Once she got something in her head, she was determined to see it through.
Has she been perfect? Of course not, but none of us are. She has made mistakes, some of them dire, and her hard-headed personality has been difficult to deal with sometimes. But that's part of who she is.
She raised me as her own child (when I am biologically her granddaughter). She made sure I had everything I needed and then some. She stuck up for me, taught me, told me I could do anything I wanted in life if I tried. I wouldn't be the person I am if it weren't for her.
She helped me onto this interesting spiritual path. She made me into a big Star Trek and Star Wars fan, raised me on older music and films, and taught me how to be a smart woman. I would watch her crafting abilities since I was a small child, and I think I got my creative bones from her.
We would talk for hours on end, whether in person or on the phone. In my adult life, she easily transitioned from a mom into a friend as well.
We liked to go up to Walmart in the middle of the night and shop when no one else was there. We would buy pocky and we would have Star Trek and Twilight Zone nights. We'd usually get up at the same time every morning and enjoyed a cup of coffee together. We would chat in depth about prophecy, Edgar Cayce, theology, and she wistfully talked about how cool it would be to be picked up by (friendly) aliens and see foreign stars and worlds. She wished for advanced space travel to be available before the end of her life so that she could do just that.
She adored my husband. She adored all of her grandchildren. She always offered to help, and even when she couldn't, her heart was still there. She made all my Christmases incredibly magical.

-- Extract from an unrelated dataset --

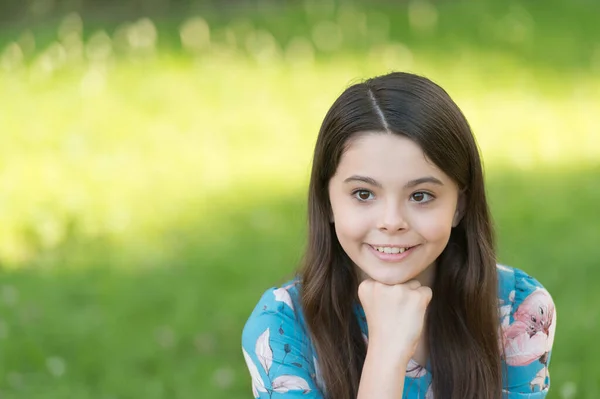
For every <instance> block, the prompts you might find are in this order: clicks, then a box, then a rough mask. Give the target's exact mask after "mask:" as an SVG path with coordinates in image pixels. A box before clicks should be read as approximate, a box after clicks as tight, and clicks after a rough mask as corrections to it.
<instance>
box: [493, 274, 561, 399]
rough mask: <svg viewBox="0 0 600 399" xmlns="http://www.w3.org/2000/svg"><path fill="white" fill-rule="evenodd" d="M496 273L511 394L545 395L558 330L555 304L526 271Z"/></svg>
mask: <svg viewBox="0 0 600 399" xmlns="http://www.w3.org/2000/svg"><path fill="white" fill-rule="evenodd" d="M497 270H498V301H499V306H500V324H501V326H500V334H499V335H500V344H501V348H502V352H503V360H504V362H505V363H506V365H507V366H508V368H507V373H508V375H507V380H508V384H509V391H508V392H509V393H517V392H519V393H534V392H537V393H539V394H545V392H547V389H548V387H549V383H550V377H549V370H548V365H549V363H550V357H551V353H552V345H553V343H554V333H555V330H556V308H555V305H554V301H553V299H552V296H551V295H550V293H549V292H548V290H547V289H546V288H545V287H544V286H543V285H542V284H541V283H540V282H539V281H538V280H537V279H535V278H534V277H533V276H531V275H529V274H527V273H526V272H525V271H523V270H520V269H517V268H514V267H508V266H504V265H498V266H497ZM535 397H536V398H537V397H538V396H535ZM539 397H542V396H539Z"/></svg>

She cared unceasingly and unquestioningly for my dad, her soul mate, after he suffered a massive stroke in 1997 and experienced declining health from then on until his death in 2009.

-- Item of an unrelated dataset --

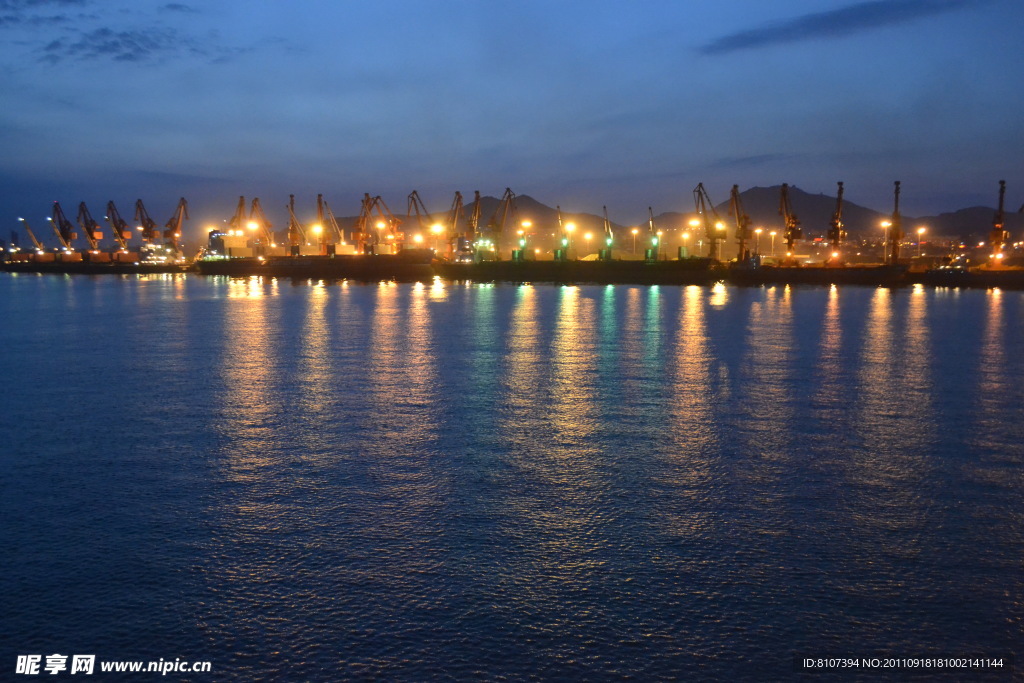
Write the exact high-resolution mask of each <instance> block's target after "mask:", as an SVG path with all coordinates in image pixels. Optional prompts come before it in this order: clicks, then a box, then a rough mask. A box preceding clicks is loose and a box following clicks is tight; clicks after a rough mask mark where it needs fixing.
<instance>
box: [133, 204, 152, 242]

She had open heart surgery in July of this year and survived when no one expected her to.
She has been through a great deal since then and has struggled and suffered much. In the past 24 hours, a hard decision was made, her wishes were respected, and she will be kept from all further suffering. She is being kept comfortable, pain-free, and breathing easily. In the past few months while she was still cognitive and aware, she has been begging to be let go, to be freed from this life. Her desperate wishes are being heeded, but tonight my family and I are struggling with the knowledge that she will most likely not get better. The doctors say this is best, and my family agrees. I want the bright lights out of her face, the poking and prodding and invasive procedures to be ceased, and her soul to joyously fly into the arms of my father.

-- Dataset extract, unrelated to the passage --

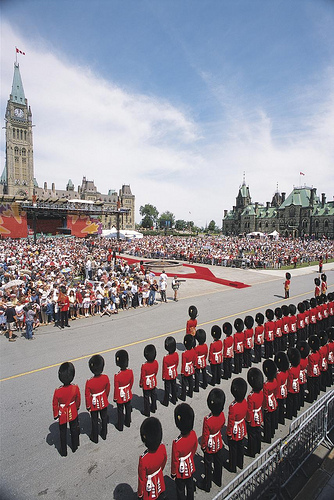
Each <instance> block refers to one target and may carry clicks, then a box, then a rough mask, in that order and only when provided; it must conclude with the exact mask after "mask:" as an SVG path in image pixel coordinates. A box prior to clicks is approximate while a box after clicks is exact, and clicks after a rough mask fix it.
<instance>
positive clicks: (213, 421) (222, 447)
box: [201, 412, 225, 453]
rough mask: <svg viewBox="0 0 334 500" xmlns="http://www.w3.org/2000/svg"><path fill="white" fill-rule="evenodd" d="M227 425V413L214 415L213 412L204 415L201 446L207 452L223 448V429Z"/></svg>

I'm not ready to let go of her. I never will be. You never think that your parents will die, and as stubborn as my mom always has been, I kind of thought her physical form was immortal. We had talked a lot about her coming up here after her health had improved; exploring Toronto together, spending time with me and my husband. We had talked about her moving into senior citizen apartments in the city, where she would gain independence (in the last couple of years her vision declined so much that she could no longer drive). She was so proud of me for starting my life up here, and she was excited for Trevor and I to start having kids. When Christmas rolled around, she and I were always excited about it and couldn't stop talking and planning.
May she always be greatly blessed and her path be bright and clear and lit by the silver of the moon and the gold of the sun. May we also be blessed, those of us who know her and are a part of her. She will no longer suffer.
May she see all of the stars and other worlds that she always said she wanted to see. And one day, when my time on this earth plane is completed, I hope to see them all with her.
I love you so much, Mom, and I am so grateful for you.
Mom and my dad when they were children.